Des voix d’hommes que la guerre poursuivait parfois encore jusque dans leurs rêves.

Pourquoi, au fait, les générations qui m’avaient précédé ont si peu écrit sur vous, les engagés volontaires?

Ainsi m’est venue l’idée de relater vos souvenirs d’artilleur du 4e Régiment d’artillerie moyenne. Vous êtes débarqué en Normandie quelques jours après le Débarquement, vous avez combattu en qualité de capitaine en Belgique, en Hollande et en Allemagne. Je vous dois l’inspiration initiale de ce livre que j’allais coiffer d’un titre que je trouvais à-propos : Laissés dans l’ombre. Un seul regret m’habite aujourd’hui, quand je regarde sa couverture : je suis désolé de n’avoir pu rencontrer davantage de vos frères d’armes.

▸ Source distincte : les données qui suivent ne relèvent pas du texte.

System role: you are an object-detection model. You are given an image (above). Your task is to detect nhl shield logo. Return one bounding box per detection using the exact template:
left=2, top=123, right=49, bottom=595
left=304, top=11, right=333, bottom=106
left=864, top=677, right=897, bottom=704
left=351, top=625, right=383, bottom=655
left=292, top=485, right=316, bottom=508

Dès lors, j’ai su que votre rencontre allait se révéler marquante pour moi. J’ai compris en apprenant à vous connaître que toute épreuve peut se transformer en une expérience positive. Que la minorité francophone québécoise en Amérique n’a d’autre choix que celui de tendre vers l’excellence. Qu’il est possible de bien vieillir, du moins pour un moment. Vos paroles m’ont guidé, éclairé pendant plus d’une décennie, avant que le voile n’enveloppe complètement votre mémoire. Calme, serein, douceur dans les paroles, vous avez incarné un modèle. Vous le demeurez. Vous avez partagé quelques moments forts de ma vie, notamment celui de mon mariage. Vos bras ont tenu mes petites filles au moment où la mémoire vous abandonnait un peu plus à chaque jour. Votre sourire, lui, traversait l’espace. Nous leur disions, mon épouse et moi, que nous allions rendre visite à un « vieux soldat ».

Passage des générations.

J’ai écrit dans la dédicace de Laissés dans l’ombre : « Ensemble, écoutons ce concert de voix qui bientôt nous parviendra de l’autre rive ». C’était en 2004. Vous voilà arrivé de l’autre côté. De là, puissiez-vous entendre ce témoignage de tendre affection à votre égard. En plissant les yeux, peut-être verrez-vous ces larmes qui embuent les miens au moment où je vous écris, une fois encore : « Merci, cher M. Dupuis ».